Sulzberger und sein Werk sind Entdeckungen, die wir nicht zuletzt dem Briten Chris Walton verdanken. Er hat sein Leben und Werk 2010 in einer im Winterthurer Amadeus-Verlag erschienenen Biografie aufgearbeitet. Sulzberger gehörte einerseits nicht zum Establishment des Schweizer Musiklebens seiner Zeit, war charakterlich in seiner ganzen futuristischen Urbanität inkompatibel mit der masshaltenden, ländlichen Schweiz und verlacht an den Tonkünstlerfesten. Andererseits war er ein First Mover, wie man das heute neudeutsch nennt, einer der ersten, die sich auf das Gebiet der Atonalität wagten. Und die ernten ja bekanntlich selten den Ruhm.
Die Sopranistin Sybille Diethelm, der Tenor Valentin Gloor und der Pianist Edward Rushton dokumentieren auf dieser CD routiniert und mit viel künstlerischem Respekt ein Schweizer Kunstmusikleben zu Beginn des 20 Jahrhunderts, das eine überraschende Vielfalt und Lebendigkeit und viel handwerkliches Geschick offenbart.
Im ersten Moment mag man den Vedacht hegen, dass hier nach der musikwissenschaftlichen Aufarbeitung der Grossen ‒ allen voran mit der Gesamtausgabe der Werke Othmar Schoecks ‒ nun auch noch die Kleinmeister der Schweizer Musikgeschichte ins Blickfeld rücken. Der erste Eindruck zeigt jedoch; dass das handwerkliche Gefälle weitaus flacher ist, als die Winner-takes-all-Mentalität der Musikgeschichte suggerieren mag.
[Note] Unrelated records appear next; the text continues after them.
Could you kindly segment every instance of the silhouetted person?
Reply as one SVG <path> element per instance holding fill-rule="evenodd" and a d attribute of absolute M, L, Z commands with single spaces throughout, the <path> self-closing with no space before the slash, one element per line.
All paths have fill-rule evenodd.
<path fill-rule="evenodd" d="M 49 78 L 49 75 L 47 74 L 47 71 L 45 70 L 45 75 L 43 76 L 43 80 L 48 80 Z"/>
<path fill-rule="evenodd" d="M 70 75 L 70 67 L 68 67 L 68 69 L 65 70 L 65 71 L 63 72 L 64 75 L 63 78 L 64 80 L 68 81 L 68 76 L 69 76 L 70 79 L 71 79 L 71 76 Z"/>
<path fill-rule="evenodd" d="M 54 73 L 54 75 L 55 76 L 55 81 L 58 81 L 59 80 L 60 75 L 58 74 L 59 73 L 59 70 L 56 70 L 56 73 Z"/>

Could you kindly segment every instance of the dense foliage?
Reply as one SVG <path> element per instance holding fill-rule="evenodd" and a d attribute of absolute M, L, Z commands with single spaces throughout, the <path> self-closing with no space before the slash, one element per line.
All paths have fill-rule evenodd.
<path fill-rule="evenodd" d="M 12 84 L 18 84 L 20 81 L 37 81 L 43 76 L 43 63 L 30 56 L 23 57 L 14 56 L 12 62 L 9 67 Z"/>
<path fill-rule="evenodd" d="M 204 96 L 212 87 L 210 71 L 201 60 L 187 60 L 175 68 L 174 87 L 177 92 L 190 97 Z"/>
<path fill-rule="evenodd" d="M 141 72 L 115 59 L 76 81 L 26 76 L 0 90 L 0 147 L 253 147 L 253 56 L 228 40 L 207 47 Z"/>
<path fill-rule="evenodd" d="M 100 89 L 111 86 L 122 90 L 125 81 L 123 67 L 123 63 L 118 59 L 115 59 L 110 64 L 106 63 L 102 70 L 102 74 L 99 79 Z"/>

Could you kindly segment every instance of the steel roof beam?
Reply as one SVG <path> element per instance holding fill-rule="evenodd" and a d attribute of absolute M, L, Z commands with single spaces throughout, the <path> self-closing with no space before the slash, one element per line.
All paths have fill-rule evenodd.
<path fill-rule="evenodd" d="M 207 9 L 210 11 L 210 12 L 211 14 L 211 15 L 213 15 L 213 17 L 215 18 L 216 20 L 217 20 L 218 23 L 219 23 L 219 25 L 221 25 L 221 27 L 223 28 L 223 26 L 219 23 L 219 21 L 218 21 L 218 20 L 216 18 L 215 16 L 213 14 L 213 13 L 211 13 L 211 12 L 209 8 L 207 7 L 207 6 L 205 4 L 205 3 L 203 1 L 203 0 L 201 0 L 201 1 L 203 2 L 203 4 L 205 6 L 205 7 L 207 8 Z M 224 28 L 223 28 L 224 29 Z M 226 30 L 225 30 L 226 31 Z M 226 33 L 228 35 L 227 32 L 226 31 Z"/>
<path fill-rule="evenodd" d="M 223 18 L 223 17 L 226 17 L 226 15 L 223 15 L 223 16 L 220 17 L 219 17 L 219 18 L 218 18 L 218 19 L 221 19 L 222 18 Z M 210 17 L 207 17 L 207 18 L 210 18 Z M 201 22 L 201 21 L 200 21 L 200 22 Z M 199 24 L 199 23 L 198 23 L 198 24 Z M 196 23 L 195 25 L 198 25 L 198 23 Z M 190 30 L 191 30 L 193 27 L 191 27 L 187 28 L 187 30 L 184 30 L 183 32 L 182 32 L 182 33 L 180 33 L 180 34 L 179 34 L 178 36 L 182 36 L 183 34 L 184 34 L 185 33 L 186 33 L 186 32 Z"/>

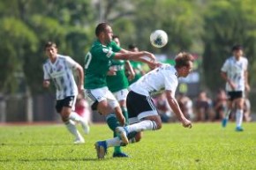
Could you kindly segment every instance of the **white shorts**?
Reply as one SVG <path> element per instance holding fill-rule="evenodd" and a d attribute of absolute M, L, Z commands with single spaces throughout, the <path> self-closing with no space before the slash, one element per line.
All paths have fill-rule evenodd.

Zudem scheinen individuelle ästhetische Positionen, die in ihrer Zeit aussenseiterisch und deshalb minderwertig anmuten mochten, noch nicht wirklich aufgearbeitet. Mag sein, dass der eine oder andere Tonschöpfer, für den hier eine Lanze gebrochen wird, in der historisch-kritischen Aufarbeitung sich als künstlerisch gewichtiger erweisen wird, als es das Urteil der Zeitgenossen vermuten liesse. (cf)
Info:
Am Bruch zur Moderne. Schweizer Lieder nach 1900. Werke von Emil Frey, Walter Lang, Marcel Sulzberger und Max Zehnder. Sybille Diethelm (Sopran), Valentin Johannes Gloor (Tenor), Edward Rushton (Klavier). Musiques Suisses, MGB CD 6280.